Judging very carefully, I let go the dresser and let the swirling water carry me into the hall. I had been prepared and I knew what I was doing; the guards didn't. By turning a little, I managed to hit one of them who was trying to get up and get his stunner into action. He went over, and I got the stunner.

It only lasted a few seconds. The water had been deep in the confines of the little room, but when allowed to expand into the hall, it merely made the floor wet.

I dispatched the guards with the stunner and ran for the nurse's desk, which, I knew, was just around the corner, near the elevators. I aimed quickly and let the nurse have it; he fell over, and I was at the desk before he had finished collapsing.

I grabbed the phone. There wouldn't be much time now.

I dialed. I said: "This is Gifford. I'm in Dellfield Sanatorium, Room 1808."

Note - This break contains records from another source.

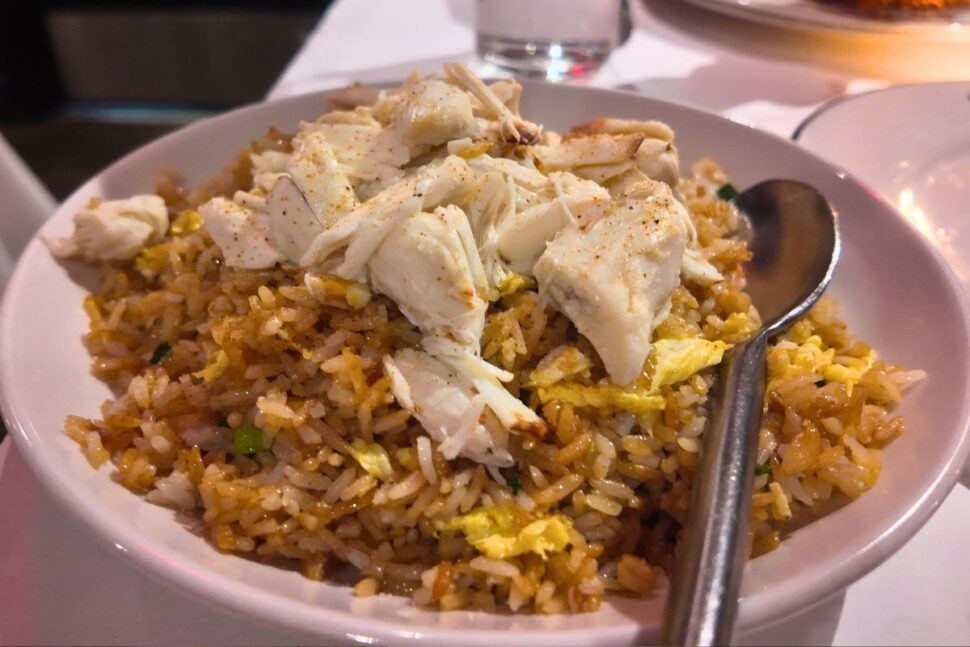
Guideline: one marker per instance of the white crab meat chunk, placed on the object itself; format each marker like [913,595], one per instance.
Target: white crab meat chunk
[114,230]
[600,156]
[432,113]
[442,290]
[522,238]
[292,223]
[509,125]
[320,177]
[487,381]
[613,278]
[448,408]
[358,235]
[268,166]
[241,233]
[366,152]
[635,185]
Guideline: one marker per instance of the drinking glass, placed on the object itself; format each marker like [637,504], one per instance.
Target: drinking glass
[555,39]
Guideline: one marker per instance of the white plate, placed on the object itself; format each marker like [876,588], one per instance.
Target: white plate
[948,24]
[911,143]
[44,376]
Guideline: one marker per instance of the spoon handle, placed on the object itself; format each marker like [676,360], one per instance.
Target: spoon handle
[703,600]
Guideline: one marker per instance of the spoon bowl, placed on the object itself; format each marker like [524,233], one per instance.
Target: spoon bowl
[794,238]
[794,241]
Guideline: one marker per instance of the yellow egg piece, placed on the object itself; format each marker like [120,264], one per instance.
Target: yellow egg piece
[373,458]
[503,531]
[675,360]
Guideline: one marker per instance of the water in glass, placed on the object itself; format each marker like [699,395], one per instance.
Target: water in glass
[554,39]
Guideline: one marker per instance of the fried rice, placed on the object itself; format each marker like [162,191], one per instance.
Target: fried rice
[259,404]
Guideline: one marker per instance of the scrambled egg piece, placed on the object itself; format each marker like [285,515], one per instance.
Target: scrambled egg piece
[186,222]
[152,260]
[215,368]
[508,530]
[813,357]
[563,362]
[330,288]
[638,400]
[373,458]
[675,360]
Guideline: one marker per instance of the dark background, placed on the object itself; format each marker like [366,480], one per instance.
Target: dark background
[82,83]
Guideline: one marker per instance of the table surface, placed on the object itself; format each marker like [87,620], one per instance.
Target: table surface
[58,585]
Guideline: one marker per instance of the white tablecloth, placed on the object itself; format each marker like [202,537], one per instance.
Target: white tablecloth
[58,585]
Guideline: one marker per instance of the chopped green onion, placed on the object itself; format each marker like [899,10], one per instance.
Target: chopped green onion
[248,440]
[515,482]
[161,352]
[727,192]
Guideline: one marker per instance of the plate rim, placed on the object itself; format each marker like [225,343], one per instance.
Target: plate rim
[753,11]
[312,618]
[835,102]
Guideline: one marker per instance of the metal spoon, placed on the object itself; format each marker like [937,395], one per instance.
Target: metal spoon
[794,238]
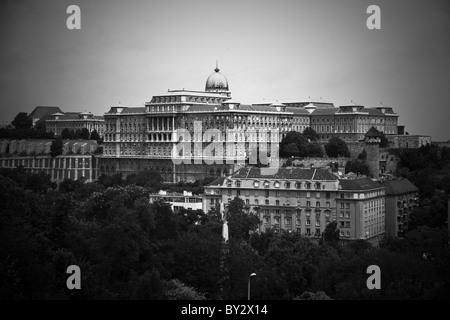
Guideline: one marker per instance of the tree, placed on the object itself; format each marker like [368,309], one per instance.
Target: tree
[176,290]
[290,150]
[358,167]
[84,134]
[337,147]
[77,134]
[65,134]
[314,149]
[331,234]
[95,135]
[56,147]
[310,134]
[362,155]
[22,121]
[240,222]
[320,295]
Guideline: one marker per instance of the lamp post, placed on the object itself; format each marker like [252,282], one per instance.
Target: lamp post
[249,277]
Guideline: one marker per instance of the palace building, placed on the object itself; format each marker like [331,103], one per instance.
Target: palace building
[58,121]
[136,138]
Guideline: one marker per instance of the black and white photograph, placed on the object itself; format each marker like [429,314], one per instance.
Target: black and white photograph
[233,155]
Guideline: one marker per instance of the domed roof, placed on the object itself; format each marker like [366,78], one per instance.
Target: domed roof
[216,81]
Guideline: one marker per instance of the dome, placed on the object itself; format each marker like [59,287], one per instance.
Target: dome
[216,81]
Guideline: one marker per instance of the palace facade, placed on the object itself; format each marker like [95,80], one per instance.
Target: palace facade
[136,138]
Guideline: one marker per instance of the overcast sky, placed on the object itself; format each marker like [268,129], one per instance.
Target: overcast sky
[128,51]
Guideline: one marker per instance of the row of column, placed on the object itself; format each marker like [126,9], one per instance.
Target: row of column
[161,123]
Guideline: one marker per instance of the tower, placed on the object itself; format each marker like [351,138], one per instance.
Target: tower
[372,141]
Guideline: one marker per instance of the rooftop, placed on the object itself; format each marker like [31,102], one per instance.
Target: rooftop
[41,111]
[286,173]
[399,186]
[359,184]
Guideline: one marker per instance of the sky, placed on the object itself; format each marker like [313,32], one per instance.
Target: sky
[128,51]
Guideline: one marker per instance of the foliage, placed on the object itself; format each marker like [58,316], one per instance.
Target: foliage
[296,144]
[358,167]
[320,295]
[240,222]
[362,155]
[176,290]
[128,248]
[310,134]
[337,147]
[331,234]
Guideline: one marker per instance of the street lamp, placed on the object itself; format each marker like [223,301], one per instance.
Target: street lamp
[249,277]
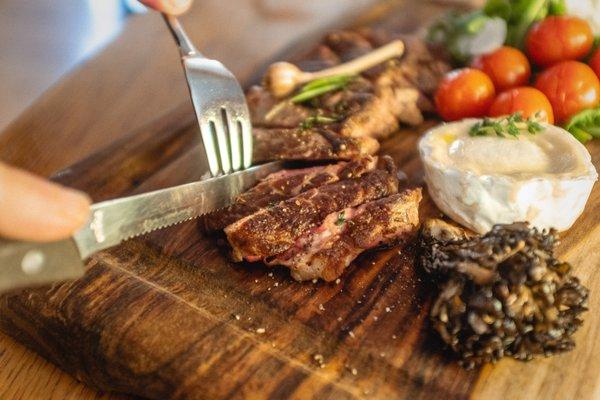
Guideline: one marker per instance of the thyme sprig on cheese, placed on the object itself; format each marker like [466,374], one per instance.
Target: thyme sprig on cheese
[512,125]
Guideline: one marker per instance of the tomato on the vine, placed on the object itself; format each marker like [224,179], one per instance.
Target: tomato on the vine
[559,38]
[507,67]
[464,93]
[595,62]
[529,101]
[571,86]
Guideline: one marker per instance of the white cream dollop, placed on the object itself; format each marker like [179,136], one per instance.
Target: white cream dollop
[480,181]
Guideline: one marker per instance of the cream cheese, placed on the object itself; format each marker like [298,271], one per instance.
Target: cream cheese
[545,178]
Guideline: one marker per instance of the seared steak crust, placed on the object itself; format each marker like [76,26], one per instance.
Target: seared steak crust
[282,185]
[273,230]
[309,144]
[372,106]
[326,251]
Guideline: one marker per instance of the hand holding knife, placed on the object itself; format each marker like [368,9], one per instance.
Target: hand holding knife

That was all I needed. I tossed the stunner into the water that trickled slowly toward the elevators and walked back toward my room with my hands up.

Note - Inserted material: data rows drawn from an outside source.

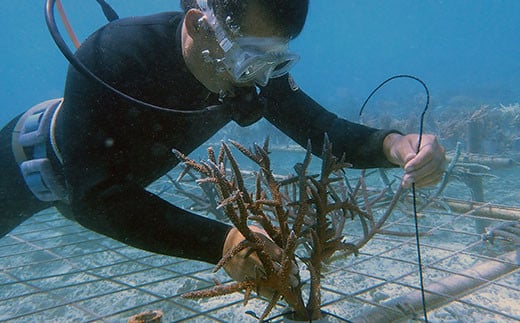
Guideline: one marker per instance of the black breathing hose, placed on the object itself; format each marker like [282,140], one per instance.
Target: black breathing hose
[80,67]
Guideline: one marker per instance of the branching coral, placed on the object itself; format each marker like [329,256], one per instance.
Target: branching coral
[304,215]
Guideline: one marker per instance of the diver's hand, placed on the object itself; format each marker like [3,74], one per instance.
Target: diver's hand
[425,168]
[247,266]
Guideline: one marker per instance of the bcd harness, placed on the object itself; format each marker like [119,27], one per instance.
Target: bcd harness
[31,137]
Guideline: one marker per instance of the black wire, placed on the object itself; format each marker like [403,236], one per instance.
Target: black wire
[80,67]
[421,125]
[109,12]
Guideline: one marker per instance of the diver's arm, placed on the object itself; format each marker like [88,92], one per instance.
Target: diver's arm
[134,216]
[302,118]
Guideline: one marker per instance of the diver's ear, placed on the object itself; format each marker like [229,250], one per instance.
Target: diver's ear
[196,23]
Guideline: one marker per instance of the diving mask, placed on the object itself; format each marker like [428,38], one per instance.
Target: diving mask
[249,59]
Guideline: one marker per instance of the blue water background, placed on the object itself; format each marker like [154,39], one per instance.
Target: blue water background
[465,50]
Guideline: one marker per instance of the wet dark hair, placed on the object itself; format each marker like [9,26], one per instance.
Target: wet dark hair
[289,15]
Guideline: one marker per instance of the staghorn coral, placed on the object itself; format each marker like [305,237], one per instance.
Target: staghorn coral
[304,215]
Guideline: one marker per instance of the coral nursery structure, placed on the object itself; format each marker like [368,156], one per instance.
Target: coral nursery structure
[304,215]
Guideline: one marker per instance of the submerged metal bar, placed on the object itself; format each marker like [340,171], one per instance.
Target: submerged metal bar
[443,291]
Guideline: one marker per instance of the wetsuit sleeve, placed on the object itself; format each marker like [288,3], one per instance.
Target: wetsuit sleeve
[112,149]
[302,118]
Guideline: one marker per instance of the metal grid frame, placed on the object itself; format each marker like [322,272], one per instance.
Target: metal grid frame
[54,269]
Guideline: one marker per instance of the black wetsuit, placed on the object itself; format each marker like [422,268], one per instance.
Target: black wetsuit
[112,150]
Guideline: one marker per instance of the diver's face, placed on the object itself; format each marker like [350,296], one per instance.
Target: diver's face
[256,23]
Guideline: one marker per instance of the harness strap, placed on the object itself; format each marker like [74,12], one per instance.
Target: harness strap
[31,135]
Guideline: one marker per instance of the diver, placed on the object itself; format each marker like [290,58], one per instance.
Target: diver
[92,153]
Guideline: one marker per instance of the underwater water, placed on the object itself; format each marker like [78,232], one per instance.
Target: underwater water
[467,52]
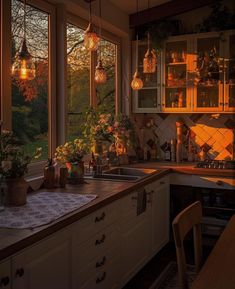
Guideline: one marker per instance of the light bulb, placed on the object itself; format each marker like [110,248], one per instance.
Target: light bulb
[23,67]
[150,62]
[136,83]
[100,73]
[91,39]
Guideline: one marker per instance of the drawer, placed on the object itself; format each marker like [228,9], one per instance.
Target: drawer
[95,222]
[96,267]
[213,182]
[107,278]
[96,246]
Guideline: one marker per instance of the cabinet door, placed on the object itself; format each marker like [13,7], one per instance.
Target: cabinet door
[229,66]
[176,95]
[208,76]
[46,265]
[5,273]
[159,192]
[135,237]
[147,98]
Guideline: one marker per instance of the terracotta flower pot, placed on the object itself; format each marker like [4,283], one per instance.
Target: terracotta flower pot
[16,192]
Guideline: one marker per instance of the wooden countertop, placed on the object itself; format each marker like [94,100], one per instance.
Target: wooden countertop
[218,271]
[186,168]
[14,240]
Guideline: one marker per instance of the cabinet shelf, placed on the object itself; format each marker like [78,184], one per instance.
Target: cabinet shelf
[176,63]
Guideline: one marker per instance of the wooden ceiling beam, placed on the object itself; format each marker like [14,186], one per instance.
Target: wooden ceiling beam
[169,9]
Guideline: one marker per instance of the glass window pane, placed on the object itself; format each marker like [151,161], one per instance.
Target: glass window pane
[30,97]
[78,89]
[105,92]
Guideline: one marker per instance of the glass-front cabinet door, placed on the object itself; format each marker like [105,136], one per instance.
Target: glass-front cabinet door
[208,75]
[229,68]
[175,96]
[147,98]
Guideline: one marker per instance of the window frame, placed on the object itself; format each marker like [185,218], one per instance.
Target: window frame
[35,169]
[108,36]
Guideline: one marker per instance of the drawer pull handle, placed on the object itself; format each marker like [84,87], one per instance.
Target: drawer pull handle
[101,263]
[20,272]
[220,183]
[98,219]
[98,242]
[4,281]
[98,280]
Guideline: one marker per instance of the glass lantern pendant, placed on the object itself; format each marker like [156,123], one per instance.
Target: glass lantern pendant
[23,67]
[137,82]
[91,39]
[150,62]
[100,73]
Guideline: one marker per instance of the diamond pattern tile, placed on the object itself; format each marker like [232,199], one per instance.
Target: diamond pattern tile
[214,134]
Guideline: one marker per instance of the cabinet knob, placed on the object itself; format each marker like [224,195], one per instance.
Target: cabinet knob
[101,263]
[98,219]
[100,241]
[98,280]
[20,272]
[4,281]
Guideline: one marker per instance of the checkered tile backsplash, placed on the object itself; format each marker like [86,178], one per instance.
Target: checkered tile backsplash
[213,133]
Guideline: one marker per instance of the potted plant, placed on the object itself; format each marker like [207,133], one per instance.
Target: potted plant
[70,154]
[13,166]
[97,130]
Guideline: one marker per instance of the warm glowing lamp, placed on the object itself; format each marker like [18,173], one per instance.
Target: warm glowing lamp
[91,39]
[23,67]
[100,73]
[137,82]
[150,60]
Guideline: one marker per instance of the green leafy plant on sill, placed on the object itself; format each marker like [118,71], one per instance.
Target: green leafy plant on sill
[13,159]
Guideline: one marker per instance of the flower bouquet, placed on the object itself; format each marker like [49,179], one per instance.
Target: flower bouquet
[13,166]
[70,154]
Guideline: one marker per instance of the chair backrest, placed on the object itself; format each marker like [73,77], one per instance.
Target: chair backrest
[187,219]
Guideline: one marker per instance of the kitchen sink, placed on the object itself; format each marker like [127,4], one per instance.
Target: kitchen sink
[124,174]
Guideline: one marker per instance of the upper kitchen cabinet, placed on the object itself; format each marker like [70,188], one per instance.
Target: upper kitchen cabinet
[174,92]
[146,99]
[229,65]
[196,73]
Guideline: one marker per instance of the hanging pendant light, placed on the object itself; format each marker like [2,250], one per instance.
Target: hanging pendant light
[100,73]
[91,39]
[136,82]
[23,67]
[150,58]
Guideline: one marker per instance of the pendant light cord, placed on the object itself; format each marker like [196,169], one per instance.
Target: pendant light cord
[90,12]
[24,19]
[100,29]
[137,38]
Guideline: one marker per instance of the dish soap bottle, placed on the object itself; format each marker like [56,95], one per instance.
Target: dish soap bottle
[49,175]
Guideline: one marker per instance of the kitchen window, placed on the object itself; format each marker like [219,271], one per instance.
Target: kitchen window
[26,105]
[82,90]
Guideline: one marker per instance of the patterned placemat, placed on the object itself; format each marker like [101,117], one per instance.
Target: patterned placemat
[42,208]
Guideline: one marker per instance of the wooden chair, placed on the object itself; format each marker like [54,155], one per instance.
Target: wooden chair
[187,219]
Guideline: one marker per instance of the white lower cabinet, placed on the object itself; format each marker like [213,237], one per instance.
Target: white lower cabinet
[96,247]
[159,197]
[5,274]
[45,265]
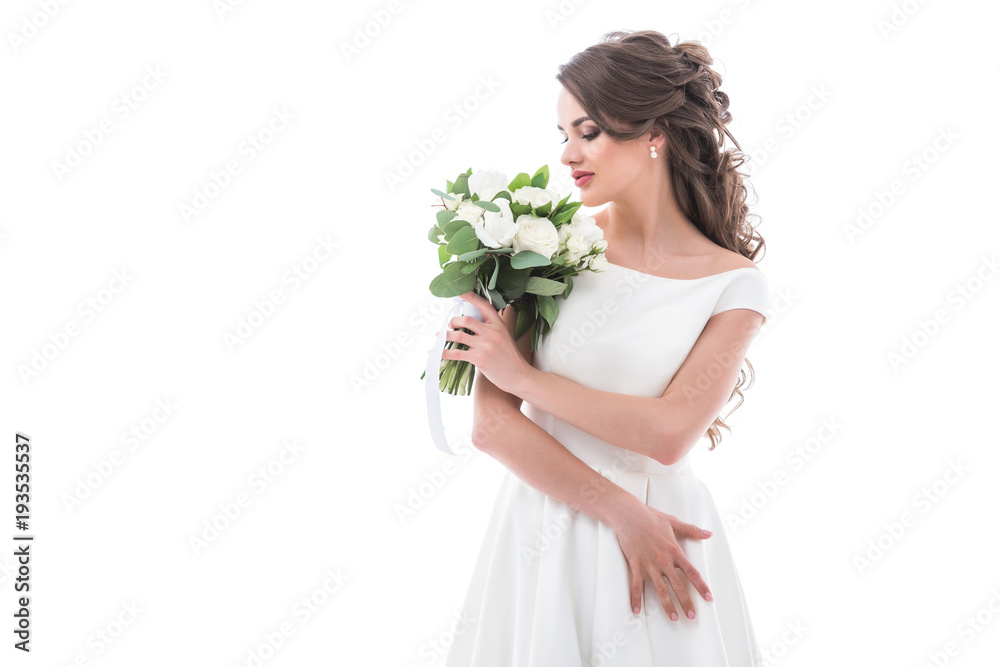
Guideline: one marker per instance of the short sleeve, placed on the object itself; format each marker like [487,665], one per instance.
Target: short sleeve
[748,289]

I'll say this for the staff at Dellfield; they don't get sore when a patient tries to escape. When five more guards came down the hall, they saw my raised hands and simply herded me into the room. Then they watched me until the colonel came.

"Well," he said, looking things over.

"Well. Neat. Very neat. Have to remember that one. Didn't do much good, though. Did it? Got out of the room, couldn't get downstairs. Elevators don't come up."

I shrugged. "Can't blame me for trying."

The colonel grinned for the first time. "I don't. Hate a man who'd give up-at any time." He lit a cigarette, his gun still not wavering. "Call didn't do you any good, either. This is a hospital. Patients have reached phones before. Robot identifies patient, refuses to relay call. Tough."

I didn't say anything or look anything; no use letting him think he had touched me.

The colonel shrugged. "All right. Strap him."

The attendants were efficient about it. They changed the wet bedclothes and strapped me in. I couldn't move my head far enough to see my hands.

The colonel looked me over and nodded. "You may get out of this. O.K. by me if you try. Next time, though, we'll give you a spinal freeze."

He left and the door clicked shut.

Well, I'd had my fun; it was out of my hands now. I decided I might as well get some sleep.

I didn't hear any commotion, of course; the room was soundproof. The next thing I knew, there was a Decon robot standing in the open door. It rolled over to the bed.

"Can you get up?"

These Decontamination robots aren't stupid, by any means.

"No," I said. "Cut these straps."

A big pair of nippers came out and began scissoring through the plastic webbing with ease. When the job was through, the Decon opened up the safety chamber in its body.

"Get in."

I didn't argue; the Decon had a stun gun pointed at me.

That was the last I saw of Dellfield Sanatorium, but I had a pretty good idea of what had happened. The Decontamination Squad is called in when something goes wrong with an atomic generator. The Lodge had simply turned in a phony report that there was generator trouble at Dellfield. Nothing to it.